An einem milden Sommerabend im September war ich bei einem Grillfest zu Gast. Im Laufe des Abends hat dann der Gastgeber, in seiner gewohnten „coolen“ Art, folgende interessante Bemerkung gemacht: „Ich habe vor nichts Angst“. Diese Aussage hat mich sehr beeindruckt. Ein „Ich“ das keine Angst hat, gibt es das wirklich? Da sollte man sich doch das was wir „Ich“ nennen, mal etwas genauer betrachten.
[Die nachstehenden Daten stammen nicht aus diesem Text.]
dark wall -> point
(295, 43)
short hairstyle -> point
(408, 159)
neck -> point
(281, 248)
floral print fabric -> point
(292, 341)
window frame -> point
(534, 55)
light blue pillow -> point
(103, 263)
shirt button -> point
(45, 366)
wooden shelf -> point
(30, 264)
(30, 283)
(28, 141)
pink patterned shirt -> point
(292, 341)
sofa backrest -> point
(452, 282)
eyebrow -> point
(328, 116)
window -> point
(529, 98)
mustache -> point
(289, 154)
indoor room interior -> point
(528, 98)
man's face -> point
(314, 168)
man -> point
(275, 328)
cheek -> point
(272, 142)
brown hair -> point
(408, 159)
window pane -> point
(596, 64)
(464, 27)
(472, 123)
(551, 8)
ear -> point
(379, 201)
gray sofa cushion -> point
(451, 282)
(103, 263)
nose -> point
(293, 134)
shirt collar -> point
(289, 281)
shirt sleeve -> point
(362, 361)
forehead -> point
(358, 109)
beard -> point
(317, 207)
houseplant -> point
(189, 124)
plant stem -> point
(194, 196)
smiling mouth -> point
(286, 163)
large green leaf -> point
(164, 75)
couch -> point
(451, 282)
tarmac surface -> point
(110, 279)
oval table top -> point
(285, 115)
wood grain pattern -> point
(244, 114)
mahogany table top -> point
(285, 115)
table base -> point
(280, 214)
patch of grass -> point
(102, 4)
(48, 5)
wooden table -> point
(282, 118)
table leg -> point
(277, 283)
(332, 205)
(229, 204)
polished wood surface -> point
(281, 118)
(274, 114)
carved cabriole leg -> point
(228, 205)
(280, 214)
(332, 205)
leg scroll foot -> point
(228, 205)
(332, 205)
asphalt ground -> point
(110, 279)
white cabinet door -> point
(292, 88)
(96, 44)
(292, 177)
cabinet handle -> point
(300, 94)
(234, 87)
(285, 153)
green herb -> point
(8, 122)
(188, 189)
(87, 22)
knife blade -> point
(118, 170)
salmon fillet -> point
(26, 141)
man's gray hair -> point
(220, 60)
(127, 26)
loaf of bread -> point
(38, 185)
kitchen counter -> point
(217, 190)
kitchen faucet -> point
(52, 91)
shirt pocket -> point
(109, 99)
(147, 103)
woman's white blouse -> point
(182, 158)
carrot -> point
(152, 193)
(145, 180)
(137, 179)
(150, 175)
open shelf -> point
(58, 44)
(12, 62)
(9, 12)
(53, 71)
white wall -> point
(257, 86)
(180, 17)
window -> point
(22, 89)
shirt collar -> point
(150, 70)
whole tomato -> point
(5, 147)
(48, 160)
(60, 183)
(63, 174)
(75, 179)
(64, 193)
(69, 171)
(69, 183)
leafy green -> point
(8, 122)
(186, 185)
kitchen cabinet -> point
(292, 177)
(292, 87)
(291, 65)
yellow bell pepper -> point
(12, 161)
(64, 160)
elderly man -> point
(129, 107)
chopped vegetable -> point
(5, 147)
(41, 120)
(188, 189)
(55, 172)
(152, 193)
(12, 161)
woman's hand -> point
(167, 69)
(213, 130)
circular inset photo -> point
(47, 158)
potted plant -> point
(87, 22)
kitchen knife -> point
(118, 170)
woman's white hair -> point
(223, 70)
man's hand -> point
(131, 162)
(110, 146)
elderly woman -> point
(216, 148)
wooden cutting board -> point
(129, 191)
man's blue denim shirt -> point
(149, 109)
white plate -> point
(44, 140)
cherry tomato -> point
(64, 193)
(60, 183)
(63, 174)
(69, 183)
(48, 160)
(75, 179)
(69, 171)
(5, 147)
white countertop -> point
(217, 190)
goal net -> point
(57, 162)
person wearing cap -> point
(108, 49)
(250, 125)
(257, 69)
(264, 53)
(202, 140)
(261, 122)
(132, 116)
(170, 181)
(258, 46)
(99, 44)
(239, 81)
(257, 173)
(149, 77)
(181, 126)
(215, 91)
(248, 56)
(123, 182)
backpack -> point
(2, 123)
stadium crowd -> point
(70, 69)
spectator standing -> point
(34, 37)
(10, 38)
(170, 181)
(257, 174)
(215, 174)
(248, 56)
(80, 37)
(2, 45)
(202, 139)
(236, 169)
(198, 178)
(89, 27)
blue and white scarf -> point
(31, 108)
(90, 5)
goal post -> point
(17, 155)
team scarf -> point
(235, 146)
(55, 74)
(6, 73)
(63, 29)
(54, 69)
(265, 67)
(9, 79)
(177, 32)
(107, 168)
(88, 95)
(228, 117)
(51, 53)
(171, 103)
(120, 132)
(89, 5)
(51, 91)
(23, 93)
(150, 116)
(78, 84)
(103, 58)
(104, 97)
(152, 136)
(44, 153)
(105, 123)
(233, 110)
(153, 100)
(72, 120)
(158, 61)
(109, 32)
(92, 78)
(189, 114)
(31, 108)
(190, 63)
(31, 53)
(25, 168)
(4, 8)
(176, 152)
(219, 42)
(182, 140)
Normalerweise stellen wir uns vor, dass unser „Ich“ etwas vorgefertigtes, bereits vorhandenes ist, das sich dann nur noch zu entfalten hat. Doch bei genauerer Betrachtung stellen wir fest, dass zum Zeitpunkt der Geburt unser „Ich“ noch gar nicht vorhanden war. Zu allererst haben wir lernen müssen zu Sprechen und zu denken, was nahezu identisch ist, und erst dann begannen wir ganz langsam „Ich“ zu sagen. Unser „Ich“ ist also nichts vorgefertigtes, sondern etwas das sich unbeständig und damit ständig neu denkend als Prozess ereignet. Ganz allgemein gesagt ist unser „Ich“ zunächst ein dynamisches, durch verschiedene Ursachen bedingtes Festhalten. Mit anderen Worten: Es werden Erinnerungen, Bilder, Handlungen in ein Archiv hochgeladen, in einem Programm gespeichert und anschließend gesichert. Das Programm wiederum ist mit dem Bewusstsein verknüpft um eine ganz bestimmte Aufgabe zu erfüllen: Angenehme Gefühle sollen im Bewusstsein angenommen werden, während unangenehme Gefühle verdrängt, überspielt werden oder direkt im Papierkorb landen. So bilden diese beiden Gefühlspole (angenehm und unangenehm) den eigentlichen Rahmen in dem sich unser „Ich“ ereignet. Damit wird deutlich: Unsere Gedanken entstehen nicht durch unser „Ich“, sondern unsere Gedanken sind unser „Ich“. Das ist zwar nur ein kleiner Unterschied, subtil, aber entscheidend. Wir haben so ein Bild von uns selbst erschaffen, das sich durch unsere Gedanken immer wieder verändert - ein Selbstbildnis. Man könnte auch sagen wir sind eingebildet, was nicht negativ gemeint ist. Mit diesem Selbstbildnis jedoch hat sich unser „Ich“ auch Eingrenzungen geschaffen und dadurch entsteht eine Gewisse Enge - ich nenne es hier die "Enge des Alleinseins“. Schaut man nun im lateinischen nach, so findet man für Enge das Wort Angustus bzw. Angustia und das heißt Angst. Eine Angst also, die wir zwar nicht ständig spüren, die aber immer latent vorhanden ist.
Somit ist die Aussage des „coolen“ Gastgebers - dual betrachtet - sogar richtig. Denn das „Ich“ hat tatsächlich keine Angst - das „Ich“ ist Angst.